This picture was chosen because it represents chapter 3 in John Berger's "Ways of Seeing" which mentions the woman in the mirror, and her vanity, and reflects on the positionality of a woman and her gaze, as well as the male gaze. Berger poses many concepts vital to Art History that prove valuable to a feminist understanding of art. According to Berger, "men survey women before treating them" (46). This is the male gaze. So therefore "women watch themselves being looked at" (47). Tintoretto's Suzannah and the Elders represents this relationship effectively. The woman looks into the mirror, a man looks at the woman from behind the mirror and a man in the distance watches her nude figure. The woman may not be aware of the man's presence, as she is fixated on the mirror. This picture is a representation not of a woman's assertion of power against the male gaze, but of a more participatory act that places the woman as one who is vain.
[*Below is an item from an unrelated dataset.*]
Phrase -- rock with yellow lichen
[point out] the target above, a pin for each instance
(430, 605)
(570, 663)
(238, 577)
"You painted a naked woman because you enjoyed looking at her, you put a mirror in her hand and you called the painting Vanity thus morally condemning the woman whose nakedness you had depicted for your own pleasure." (53)
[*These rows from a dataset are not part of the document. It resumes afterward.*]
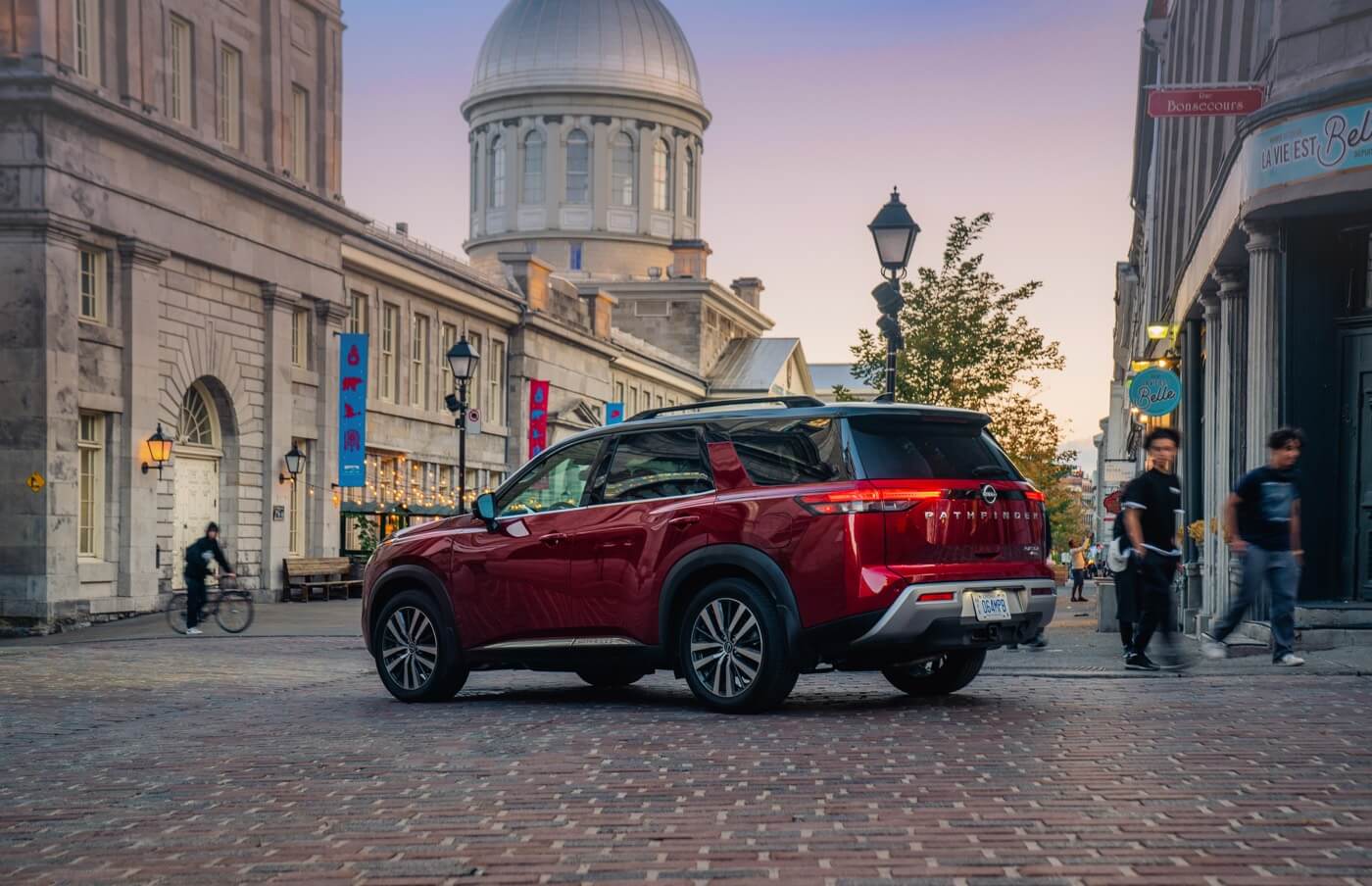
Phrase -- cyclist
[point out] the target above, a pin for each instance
(198, 559)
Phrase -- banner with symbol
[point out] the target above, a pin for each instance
(353, 409)
(537, 418)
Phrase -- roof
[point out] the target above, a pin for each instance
(754, 365)
(601, 45)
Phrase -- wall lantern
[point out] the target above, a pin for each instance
(294, 464)
(160, 450)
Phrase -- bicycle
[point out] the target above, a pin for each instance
(230, 607)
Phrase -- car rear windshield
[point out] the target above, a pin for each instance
(919, 449)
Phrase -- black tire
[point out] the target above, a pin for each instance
(610, 676)
(937, 676)
(235, 612)
(757, 641)
(428, 664)
(175, 614)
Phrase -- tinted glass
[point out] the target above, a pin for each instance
(656, 464)
(914, 449)
(556, 484)
(785, 453)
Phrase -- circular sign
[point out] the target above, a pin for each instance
(1155, 391)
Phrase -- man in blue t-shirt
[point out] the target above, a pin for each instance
(1262, 527)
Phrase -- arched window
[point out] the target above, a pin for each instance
(578, 168)
(497, 167)
(621, 172)
(195, 426)
(690, 182)
(662, 175)
(534, 168)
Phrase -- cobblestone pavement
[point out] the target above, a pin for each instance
(281, 759)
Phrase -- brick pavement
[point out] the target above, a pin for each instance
(283, 760)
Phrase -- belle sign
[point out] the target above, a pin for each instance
(1155, 391)
(1220, 102)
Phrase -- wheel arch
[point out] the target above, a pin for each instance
(720, 562)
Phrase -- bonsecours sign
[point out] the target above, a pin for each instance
(1309, 146)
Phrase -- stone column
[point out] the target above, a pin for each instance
(1264, 360)
(277, 308)
(140, 296)
(324, 456)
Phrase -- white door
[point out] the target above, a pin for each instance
(196, 505)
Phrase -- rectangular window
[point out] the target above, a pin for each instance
(299, 495)
(496, 384)
(390, 322)
(299, 133)
(418, 361)
(86, 17)
(178, 71)
(92, 285)
(230, 96)
(91, 518)
(301, 337)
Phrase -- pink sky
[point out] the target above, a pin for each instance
(1017, 107)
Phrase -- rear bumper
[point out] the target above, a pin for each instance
(946, 624)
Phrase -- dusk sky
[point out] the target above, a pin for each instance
(1017, 107)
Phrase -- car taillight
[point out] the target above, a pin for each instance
(866, 500)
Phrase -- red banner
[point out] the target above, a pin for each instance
(537, 418)
(1225, 102)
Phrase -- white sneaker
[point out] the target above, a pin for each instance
(1213, 649)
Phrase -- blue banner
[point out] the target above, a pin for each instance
(353, 409)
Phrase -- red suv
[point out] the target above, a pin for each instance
(738, 543)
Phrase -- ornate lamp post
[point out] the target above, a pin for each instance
(894, 232)
(462, 360)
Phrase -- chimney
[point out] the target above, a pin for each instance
(750, 289)
(531, 275)
(689, 258)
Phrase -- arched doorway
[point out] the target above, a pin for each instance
(198, 456)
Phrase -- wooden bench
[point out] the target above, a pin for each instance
(318, 575)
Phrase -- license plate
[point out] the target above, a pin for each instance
(994, 607)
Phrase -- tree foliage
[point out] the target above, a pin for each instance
(969, 346)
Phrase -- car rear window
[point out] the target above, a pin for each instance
(788, 453)
(918, 449)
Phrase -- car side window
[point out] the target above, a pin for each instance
(558, 484)
(656, 464)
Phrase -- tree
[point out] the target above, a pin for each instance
(969, 346)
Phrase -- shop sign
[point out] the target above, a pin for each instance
(1155, 391)
(1309, 146)
(353, 409)
(1218, 102)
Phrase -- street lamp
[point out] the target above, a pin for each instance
(462, 360)
(160, 450)
(894, 232)
(294, 464)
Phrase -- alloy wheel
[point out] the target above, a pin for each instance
(726, 646)
(409, 648)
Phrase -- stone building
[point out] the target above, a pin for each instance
(178, 254)
(1251, 241)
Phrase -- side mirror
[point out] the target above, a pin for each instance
(484, 508)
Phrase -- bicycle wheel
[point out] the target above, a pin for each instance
(235, 612)
(175, 614)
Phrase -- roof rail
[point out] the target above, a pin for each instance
(789, 402)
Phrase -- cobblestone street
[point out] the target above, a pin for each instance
(267, 759)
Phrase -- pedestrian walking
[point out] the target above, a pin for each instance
(1152, 502)
(1262, 527)
(199, 557)
(1079, 569)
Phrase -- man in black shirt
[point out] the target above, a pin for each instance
(1152, 502)
(1262, 527)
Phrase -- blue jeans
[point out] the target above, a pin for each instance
(1279, 570)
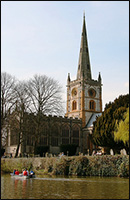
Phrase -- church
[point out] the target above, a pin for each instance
(84, 104)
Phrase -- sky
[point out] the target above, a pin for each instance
(43, 37)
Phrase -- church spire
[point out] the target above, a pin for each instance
(84, 62)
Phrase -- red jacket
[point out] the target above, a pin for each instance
(17, 172)
(25, 173)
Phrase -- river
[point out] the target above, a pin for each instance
(64, 187)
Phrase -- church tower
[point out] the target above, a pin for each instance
(84, 95)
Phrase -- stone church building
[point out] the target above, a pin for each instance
(84, 103)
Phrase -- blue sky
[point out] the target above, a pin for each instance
(43, 37)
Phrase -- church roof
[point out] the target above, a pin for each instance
(92, 119)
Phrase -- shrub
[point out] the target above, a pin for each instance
(71, 148)
(41, 149)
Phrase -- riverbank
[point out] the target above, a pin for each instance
(105, 165)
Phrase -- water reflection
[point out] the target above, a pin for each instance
(45, 187)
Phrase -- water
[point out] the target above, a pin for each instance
(60, 187)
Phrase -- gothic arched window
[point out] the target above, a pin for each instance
(92, 105)
(74, 105)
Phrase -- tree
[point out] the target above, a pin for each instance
(22, 106)
(104, 126)
(8, 98)
(45, 97)
(121, 132)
These depictions of women that range from the Renaissance to the 1800s in "Vanity paintings" serve as a voice for the male painter's treatment and understanding of womanhood. Nudity signifies not only the individuality of oneself, but one's ability to become an object in the eyes of others. Tintoretto's painting represents the genre of nude vanity paintings which represent one way in which the system of images in art systematically oppresses women. This framework relates to Laura Mulvey's understanding of spectatorship in art and the male gaze. When applying Berger's ideas to a modern lens, film is inevitably a landing place. According to Mulvey, women act as accessories in film and as objects to be stared at by the viewer as well as people in the film. This is exactly akin to the painting Suzannah and the Elders, which, as discussed, depicts men gazing upon an unknowing woman who gazes upon herself, transferring the gaze to the viewer and asking them to objectify, or not, the subject. For a female viewer, this painting reeks of the feeling of being watched, though her gazing in the mirror doesn't seem vain. Compare this painting to Faith Ringgold's Woman Looking in the Mirror and the difference in depiction becomes obvious. Ringgold's subject is clothed, and gazes assertively in the mirror, staring back, almost, the viewer as if to ask, "can you objectify me?" Ringgold's painting is a subversion of the notions of the vanity painting, while Tintoretto's work exemplifies the gaze in more ways than one.